In the stock market you can not enjoy the benefits of margin trading, as it takes place in the Forex market. You can buy stock only with your own cash. After all, the shares may be purchased not only for the purpose of speculation. As mentioned above, the shares are entitled to capital organizations allowed to participate in voting at the general meeting of shareholders, the dividend is paid on them. Therefore, you can buy shares and not with a view to their subsequent sale. In this case, the concept of open and closed position loses its meaning, exactly like the credit you as a trader providing leverage.
In contrast to the Forex market, which operates around the clock at the stock market, there are certain hours of opening and closing. This watch is determined by the time the work of the relevant stock exchange (typically 8 hours on weekdays), which carried out the auction. If you use the Internet for trading on the Stock Exchange, and are with her in the same time zone, it brings some inconvenience to trading. Opening hours Stock Exchange may fall at night in your area that makes you keep nocturnal. Therefore, in the Forex market, at the expense of round the clock work, you have more opportunities for trading.

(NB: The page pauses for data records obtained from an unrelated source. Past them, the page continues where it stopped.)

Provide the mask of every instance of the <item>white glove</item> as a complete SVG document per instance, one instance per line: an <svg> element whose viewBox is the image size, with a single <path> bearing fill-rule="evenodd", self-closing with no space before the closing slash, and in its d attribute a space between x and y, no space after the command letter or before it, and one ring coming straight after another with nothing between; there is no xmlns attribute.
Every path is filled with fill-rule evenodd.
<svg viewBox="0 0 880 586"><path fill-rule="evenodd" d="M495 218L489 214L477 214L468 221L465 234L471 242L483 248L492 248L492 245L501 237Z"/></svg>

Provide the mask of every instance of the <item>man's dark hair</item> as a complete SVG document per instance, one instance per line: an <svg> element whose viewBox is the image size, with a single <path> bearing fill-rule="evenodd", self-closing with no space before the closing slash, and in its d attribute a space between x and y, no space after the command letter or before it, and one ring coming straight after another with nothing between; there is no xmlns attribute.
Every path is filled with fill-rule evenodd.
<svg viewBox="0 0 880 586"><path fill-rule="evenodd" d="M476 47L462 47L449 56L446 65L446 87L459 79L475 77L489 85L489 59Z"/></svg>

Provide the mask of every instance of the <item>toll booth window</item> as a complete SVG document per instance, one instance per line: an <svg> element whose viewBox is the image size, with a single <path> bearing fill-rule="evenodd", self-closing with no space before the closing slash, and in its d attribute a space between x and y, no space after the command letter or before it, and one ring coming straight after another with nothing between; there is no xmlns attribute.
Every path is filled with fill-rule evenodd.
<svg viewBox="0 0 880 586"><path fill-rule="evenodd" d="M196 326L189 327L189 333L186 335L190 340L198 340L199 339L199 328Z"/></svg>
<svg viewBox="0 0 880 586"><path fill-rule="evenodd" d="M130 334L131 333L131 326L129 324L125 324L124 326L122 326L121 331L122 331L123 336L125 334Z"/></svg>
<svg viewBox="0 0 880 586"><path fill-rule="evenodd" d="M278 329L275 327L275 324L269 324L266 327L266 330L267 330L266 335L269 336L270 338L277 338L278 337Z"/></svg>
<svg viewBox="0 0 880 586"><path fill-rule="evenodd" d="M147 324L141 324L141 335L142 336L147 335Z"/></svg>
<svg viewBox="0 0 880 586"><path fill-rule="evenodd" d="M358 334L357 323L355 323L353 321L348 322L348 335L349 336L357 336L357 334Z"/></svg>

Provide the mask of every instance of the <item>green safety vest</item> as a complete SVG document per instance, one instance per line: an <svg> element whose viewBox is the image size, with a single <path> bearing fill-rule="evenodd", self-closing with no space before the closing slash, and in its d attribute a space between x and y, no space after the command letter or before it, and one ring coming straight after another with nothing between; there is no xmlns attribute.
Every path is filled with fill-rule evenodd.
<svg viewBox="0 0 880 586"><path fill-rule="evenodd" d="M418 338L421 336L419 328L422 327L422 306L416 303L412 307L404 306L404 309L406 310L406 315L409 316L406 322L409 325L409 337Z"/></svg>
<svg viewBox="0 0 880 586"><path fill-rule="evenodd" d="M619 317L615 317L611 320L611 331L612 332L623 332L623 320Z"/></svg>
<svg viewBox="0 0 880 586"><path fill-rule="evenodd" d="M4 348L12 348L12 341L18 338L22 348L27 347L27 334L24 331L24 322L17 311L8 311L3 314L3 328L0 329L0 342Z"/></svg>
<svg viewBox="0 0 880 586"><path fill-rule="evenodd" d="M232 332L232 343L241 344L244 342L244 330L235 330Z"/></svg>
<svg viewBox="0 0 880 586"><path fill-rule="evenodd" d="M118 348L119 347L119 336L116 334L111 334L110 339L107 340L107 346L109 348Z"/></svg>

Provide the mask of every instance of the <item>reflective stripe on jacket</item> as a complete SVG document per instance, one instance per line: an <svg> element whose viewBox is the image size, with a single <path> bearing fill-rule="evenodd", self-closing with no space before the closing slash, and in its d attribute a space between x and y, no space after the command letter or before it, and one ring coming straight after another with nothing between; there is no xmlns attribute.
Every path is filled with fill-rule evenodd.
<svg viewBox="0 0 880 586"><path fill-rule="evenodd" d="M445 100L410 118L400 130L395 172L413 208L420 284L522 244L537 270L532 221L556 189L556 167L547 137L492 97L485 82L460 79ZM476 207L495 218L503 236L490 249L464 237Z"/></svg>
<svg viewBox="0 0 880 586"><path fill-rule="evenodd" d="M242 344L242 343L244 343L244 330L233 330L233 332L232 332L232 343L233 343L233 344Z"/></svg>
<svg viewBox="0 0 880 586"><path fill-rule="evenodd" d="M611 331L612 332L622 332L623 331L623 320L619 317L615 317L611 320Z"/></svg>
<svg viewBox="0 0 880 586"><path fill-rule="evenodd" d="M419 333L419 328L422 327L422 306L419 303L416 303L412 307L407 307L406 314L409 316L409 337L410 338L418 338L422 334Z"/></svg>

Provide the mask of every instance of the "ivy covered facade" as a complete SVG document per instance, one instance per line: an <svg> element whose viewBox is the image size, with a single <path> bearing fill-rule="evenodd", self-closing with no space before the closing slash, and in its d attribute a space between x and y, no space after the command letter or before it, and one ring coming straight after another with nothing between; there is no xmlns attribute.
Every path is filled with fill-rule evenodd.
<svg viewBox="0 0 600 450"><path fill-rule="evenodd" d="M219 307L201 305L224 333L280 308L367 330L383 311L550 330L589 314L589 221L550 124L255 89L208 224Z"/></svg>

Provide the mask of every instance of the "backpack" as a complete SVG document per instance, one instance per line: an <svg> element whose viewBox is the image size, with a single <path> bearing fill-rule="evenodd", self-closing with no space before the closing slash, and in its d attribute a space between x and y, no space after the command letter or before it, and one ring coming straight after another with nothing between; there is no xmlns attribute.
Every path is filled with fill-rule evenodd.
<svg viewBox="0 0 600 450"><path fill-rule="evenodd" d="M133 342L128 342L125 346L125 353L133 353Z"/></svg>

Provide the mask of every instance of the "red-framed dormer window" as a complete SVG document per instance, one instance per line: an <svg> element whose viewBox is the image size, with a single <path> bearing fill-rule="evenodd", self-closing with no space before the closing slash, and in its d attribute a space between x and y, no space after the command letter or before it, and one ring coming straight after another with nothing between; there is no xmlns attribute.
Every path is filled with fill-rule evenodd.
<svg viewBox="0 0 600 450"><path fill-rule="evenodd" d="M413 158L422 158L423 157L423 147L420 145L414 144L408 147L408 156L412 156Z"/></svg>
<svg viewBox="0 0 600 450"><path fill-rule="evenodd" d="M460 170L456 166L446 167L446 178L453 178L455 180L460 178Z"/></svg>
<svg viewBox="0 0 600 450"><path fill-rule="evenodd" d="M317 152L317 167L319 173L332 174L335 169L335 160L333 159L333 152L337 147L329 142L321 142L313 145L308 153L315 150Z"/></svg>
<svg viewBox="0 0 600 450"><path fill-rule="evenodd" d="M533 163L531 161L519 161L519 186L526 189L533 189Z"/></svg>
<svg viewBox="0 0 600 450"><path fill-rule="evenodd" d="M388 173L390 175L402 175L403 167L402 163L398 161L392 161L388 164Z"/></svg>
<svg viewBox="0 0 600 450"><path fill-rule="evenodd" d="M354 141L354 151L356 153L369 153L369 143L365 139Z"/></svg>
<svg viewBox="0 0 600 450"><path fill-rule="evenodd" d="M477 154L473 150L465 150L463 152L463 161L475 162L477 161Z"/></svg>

To work successfully in the stock market is not enough use of the review mechanisms inherent to the Forex market. Technical analysis and fundamental analysis can be used to predict the change in quotations of shares, but the micro economic factors affecting the company's activities are also important. To make the right decision and purchase / sale of shares must have access to the financial statements, information on personnel changes in the company's government orders for its products. When it comes to foreign companies, such information is only available from foreign sources: television, newspapers, magazines, the most published financial statements. Naturally, this information is published in a foreign language, which introduces significant difficulties in its study and understanding.

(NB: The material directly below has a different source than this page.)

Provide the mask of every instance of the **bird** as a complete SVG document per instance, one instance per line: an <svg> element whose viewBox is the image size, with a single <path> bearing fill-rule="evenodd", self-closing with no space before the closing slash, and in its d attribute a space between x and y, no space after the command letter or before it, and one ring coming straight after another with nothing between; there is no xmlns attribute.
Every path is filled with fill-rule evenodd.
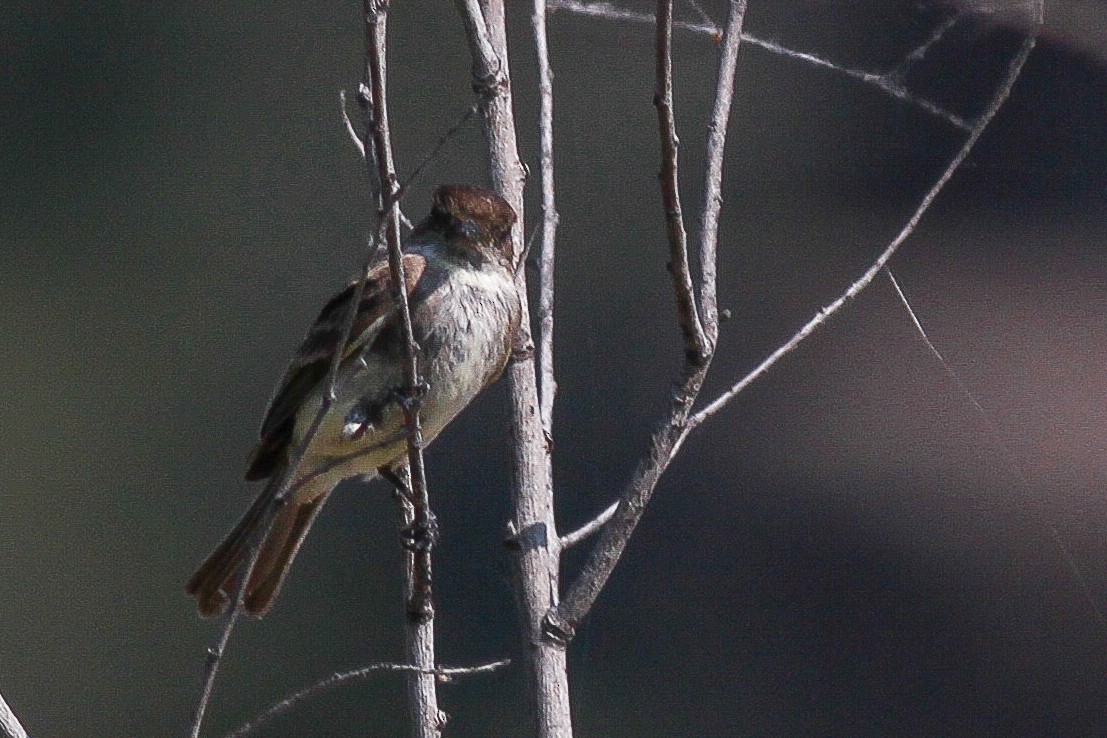
<svg viewBox="0 0 1107 738"><path fill-rule="evenodd" d="M403 245L404 286L424 382L419 407L425 443L499 378L511 357L522 314L511 248L515 221L512 207L490 190L441 186L430 215ZM256 618L272 608L334 488L377 473L395 479L394 470L405 463L405 339L387 258L370 264L344 344L361 280L323 306L277 385L245 475L268 483L187 585L202 617L230 607L239 571L285 477L287 497L259 544L243 595L243 611ZM296 463L293 456L316 421L340 349L334 400Z"/></svg>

It should be noted that, unlike financial instruments on Forex, have examined the financial instruments of the stock market has its advantages. This dividend on the shares and the opportunity to participate in the management of the company, the repayment of government securities, coupon payments on bonds. These benefits are partially reduce the risk of losses in the stock market.
In this chapter we have tried to compare the Forex market and the stock market. We found that each has its advantages and disadvantages, each in its own attractive to investors. In the next chapter we will look at the correlation (correlation) in these markets and understand how to predict one market can help in the decision of purchase / sale on the other.